Cassavetes não está interessado numa trama, mas em formar um núcleo crível e forte. Através de situações e diálogos orgânicos, ele abre espaço para reflexões maiores. Eles conversam sobre esportes no metrô vazio, apostam em uma corrida andando, jogam basquete e nadam. No bar, onde ficam algumas horas, o grupo organiza um concurso de canto e é lá que as coisas ganham uma interessante dualidade.

Cassavetes ficou conhecido por improvisar. Seus filmes tinham um roteiro, no entanto, quem bate o olho em qualquer uma de suas obras, notará que os atores tinham total liberdade para se expressar. A maioria dos diálogos, a princípio, não diz muita coisa. Os personagens ficam em silêncio, pensam no que vão dizer, vomitam besteiras e falam demais. É difícil não se relacionar com amigos que ficam completamente embriagados em um bar. Eles parecem felizes, gargalham e se amam de uma maneira estranha, que somente quem tem amigos assim entenderá.

É real e visceral; quando Gus, Archie e Harry bebem, estão genuinamente bêbados, quando jogam basquete, são genuinamente péssimos, e quando discutem, se abraçam poucos minutos depois.
Após outras estripulias nas ruas de Nova Iorque, eles decidem ir ao trabalho, sem tomar banho mesmo, porém não aguentam a monotonia e dão apenas uma passadinha. Harry quer viajar e o trio parte para Londres, onde cochilam rapidamente e tentam a sorte num casino. A insegurança de Archie perante as mulheres é constrangedora, e o fato de sua acompanhante ser chinesa e não entender inglês é bastante revelador. Gus, com seu charme canastrão, é o que se sai melhor. As moças vão para o hotel, numa noite de puro prazer.

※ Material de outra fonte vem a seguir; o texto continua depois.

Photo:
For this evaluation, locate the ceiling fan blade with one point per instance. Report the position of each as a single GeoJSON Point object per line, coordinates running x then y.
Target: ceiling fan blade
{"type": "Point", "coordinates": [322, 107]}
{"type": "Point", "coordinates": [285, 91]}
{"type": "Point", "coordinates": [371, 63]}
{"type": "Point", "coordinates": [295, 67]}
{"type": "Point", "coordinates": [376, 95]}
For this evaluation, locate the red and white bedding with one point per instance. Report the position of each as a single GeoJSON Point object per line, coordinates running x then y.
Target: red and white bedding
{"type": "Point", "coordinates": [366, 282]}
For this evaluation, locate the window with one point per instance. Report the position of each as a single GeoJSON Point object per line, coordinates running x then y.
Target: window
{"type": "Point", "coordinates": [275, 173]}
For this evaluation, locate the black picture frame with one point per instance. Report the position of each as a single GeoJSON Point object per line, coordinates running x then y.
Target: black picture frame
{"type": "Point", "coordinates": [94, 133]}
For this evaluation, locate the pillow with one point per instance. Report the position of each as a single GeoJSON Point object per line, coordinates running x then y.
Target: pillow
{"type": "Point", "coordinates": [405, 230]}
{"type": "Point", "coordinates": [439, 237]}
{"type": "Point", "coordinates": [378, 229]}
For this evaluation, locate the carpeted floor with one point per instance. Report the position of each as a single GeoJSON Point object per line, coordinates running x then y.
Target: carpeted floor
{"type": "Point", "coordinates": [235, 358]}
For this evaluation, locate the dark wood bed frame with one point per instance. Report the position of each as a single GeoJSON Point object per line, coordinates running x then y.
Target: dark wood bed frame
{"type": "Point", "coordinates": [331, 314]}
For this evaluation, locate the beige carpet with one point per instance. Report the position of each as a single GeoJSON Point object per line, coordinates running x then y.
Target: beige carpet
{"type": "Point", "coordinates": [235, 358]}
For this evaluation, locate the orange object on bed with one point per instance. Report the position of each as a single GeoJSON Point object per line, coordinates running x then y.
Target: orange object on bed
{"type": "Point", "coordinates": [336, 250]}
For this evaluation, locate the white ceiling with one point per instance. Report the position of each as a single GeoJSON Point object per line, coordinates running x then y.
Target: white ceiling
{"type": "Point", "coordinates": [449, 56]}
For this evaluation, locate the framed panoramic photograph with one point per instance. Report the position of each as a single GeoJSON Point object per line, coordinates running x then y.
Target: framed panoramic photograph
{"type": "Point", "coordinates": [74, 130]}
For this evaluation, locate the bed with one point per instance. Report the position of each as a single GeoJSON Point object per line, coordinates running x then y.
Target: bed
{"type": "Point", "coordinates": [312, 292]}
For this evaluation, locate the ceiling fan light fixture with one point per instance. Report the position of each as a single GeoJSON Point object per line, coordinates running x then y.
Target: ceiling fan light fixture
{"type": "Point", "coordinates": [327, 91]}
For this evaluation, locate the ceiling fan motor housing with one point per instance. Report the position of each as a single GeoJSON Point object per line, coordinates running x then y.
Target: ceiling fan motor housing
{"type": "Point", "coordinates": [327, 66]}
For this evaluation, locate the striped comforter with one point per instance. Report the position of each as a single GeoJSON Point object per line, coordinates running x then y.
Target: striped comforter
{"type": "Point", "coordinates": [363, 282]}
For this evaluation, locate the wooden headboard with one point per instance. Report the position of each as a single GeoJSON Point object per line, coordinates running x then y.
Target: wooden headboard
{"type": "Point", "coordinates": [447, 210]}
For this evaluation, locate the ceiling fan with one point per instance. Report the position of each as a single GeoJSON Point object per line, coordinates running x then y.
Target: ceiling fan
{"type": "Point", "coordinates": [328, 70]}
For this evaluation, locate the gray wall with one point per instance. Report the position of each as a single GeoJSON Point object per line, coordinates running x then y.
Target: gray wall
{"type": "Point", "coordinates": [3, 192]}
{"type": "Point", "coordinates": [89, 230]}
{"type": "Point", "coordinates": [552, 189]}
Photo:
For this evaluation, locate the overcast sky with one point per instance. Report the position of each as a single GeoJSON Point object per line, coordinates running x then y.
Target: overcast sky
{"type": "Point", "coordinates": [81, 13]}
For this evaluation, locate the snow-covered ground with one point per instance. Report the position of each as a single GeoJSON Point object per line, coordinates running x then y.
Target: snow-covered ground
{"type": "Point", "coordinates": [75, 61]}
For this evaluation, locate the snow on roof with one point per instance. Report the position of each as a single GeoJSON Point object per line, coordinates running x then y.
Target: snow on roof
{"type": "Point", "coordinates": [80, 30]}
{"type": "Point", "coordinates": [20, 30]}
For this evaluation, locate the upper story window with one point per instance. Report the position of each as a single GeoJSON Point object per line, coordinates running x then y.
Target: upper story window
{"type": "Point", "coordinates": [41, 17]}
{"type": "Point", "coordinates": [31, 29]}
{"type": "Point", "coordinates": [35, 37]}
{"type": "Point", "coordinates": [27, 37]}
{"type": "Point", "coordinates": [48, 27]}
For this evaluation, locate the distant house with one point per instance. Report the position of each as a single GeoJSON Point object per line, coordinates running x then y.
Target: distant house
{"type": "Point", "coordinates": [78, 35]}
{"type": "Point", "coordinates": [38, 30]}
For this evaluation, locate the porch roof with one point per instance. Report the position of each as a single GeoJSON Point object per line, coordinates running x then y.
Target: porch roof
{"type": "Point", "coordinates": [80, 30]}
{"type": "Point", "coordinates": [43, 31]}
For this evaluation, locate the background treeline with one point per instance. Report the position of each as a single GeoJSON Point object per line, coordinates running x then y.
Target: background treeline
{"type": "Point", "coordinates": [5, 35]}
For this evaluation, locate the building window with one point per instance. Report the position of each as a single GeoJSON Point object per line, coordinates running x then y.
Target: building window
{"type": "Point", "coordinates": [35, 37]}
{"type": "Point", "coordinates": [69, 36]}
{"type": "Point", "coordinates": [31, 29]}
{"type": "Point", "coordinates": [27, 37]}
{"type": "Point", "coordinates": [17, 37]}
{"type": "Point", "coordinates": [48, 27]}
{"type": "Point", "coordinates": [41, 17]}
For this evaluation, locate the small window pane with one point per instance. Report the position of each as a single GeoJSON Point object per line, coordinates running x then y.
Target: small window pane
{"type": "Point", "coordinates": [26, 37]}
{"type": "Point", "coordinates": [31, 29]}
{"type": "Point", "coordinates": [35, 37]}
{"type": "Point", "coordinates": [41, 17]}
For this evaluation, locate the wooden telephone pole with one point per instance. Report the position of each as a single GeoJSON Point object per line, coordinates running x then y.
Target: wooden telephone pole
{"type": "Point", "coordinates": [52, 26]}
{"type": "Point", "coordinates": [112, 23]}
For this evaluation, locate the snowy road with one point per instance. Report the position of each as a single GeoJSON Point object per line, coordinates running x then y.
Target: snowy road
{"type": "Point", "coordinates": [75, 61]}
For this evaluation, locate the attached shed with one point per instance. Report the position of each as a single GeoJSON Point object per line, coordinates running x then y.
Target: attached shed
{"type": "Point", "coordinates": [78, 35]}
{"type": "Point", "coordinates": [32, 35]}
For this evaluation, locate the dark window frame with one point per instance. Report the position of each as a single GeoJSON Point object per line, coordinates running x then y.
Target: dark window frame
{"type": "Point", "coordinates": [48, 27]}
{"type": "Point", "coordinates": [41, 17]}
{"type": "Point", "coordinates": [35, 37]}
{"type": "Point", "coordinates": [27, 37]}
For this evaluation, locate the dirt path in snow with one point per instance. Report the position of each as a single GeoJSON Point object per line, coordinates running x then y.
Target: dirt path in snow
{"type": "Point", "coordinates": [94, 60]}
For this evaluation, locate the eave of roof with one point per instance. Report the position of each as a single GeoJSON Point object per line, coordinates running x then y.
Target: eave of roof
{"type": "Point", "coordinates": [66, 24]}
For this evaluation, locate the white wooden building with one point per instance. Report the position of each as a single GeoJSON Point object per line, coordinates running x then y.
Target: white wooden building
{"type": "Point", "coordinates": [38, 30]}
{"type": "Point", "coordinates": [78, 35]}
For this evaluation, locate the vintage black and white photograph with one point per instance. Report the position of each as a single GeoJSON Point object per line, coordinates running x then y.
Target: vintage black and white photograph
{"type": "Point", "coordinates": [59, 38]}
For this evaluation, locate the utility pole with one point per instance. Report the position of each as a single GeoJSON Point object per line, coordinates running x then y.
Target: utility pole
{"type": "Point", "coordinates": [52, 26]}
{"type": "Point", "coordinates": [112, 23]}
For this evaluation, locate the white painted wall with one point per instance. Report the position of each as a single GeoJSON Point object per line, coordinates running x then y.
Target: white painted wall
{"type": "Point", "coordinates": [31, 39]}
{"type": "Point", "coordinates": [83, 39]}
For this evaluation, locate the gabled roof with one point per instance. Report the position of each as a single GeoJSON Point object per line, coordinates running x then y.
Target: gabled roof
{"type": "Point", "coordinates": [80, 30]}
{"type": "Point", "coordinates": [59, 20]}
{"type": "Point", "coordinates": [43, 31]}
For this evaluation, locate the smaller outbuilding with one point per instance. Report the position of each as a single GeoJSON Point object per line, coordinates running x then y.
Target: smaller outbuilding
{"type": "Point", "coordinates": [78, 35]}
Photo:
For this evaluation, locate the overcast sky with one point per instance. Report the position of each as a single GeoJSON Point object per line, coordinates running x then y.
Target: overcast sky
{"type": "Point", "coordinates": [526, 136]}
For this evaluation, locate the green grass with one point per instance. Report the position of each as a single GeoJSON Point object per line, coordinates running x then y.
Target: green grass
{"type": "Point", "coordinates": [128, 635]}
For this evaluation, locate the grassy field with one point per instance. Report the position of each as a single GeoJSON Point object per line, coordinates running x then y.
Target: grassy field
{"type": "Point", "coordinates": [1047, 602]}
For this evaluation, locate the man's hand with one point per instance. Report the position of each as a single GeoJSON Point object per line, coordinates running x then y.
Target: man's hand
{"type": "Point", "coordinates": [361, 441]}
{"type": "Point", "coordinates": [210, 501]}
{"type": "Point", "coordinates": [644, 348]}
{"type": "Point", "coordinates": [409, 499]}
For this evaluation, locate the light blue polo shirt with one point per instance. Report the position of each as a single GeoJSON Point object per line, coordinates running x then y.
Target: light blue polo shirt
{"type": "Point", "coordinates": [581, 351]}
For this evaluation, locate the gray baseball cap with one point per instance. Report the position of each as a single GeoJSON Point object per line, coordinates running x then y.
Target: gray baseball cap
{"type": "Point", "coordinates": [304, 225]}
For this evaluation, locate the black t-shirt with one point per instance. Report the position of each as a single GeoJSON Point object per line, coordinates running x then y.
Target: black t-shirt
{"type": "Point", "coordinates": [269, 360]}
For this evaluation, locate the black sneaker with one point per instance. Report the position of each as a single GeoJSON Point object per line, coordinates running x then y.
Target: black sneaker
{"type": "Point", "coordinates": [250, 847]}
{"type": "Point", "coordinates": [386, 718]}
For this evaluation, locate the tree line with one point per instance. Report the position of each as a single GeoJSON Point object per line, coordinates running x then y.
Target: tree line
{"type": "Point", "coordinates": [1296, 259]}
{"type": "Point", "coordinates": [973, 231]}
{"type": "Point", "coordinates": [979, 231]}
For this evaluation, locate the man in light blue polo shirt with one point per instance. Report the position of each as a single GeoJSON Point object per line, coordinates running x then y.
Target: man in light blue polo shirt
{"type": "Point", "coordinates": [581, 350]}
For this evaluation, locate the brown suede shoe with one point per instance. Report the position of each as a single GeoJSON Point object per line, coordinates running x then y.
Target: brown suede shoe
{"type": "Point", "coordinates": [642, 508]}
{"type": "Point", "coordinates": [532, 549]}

Já se passaram alguns dias desde o funeral e eles percebem que está na hora de voltar para casa.
Na primeira vez que assisti “Husbands”, me diverti muito com a intimidade e irresponsabilidade dos personagens; na segunda, fiquei ainda mais encantado com a facilidade de Cassavetes de transportar a realidade para a tela; na terceira, todas essas sensações se uniram a uma profunda melancolia.

O que leva os camaradas às ruas, aos bares e a outro continente é a morte de um amigo. O grupo parecia tão vivo e feliz nas fotos iniciais. O fim é aleatório – ou não – e só machuca quando sentimos na pele. Gus, Archie e Harry não são jovens, os anos estão passando e a juventude se esvaiu. Stuart não era mais velho, nem menos saudável. Num estalo, enquanto dormia, ele se foi. Pensamentos estranhos adentram nossa mente sem permissão, escancarando um medo universal. Alguns se escondem, outros fogem, na esperança de “recuperar o tempo perdido”. O que isso realmente significa?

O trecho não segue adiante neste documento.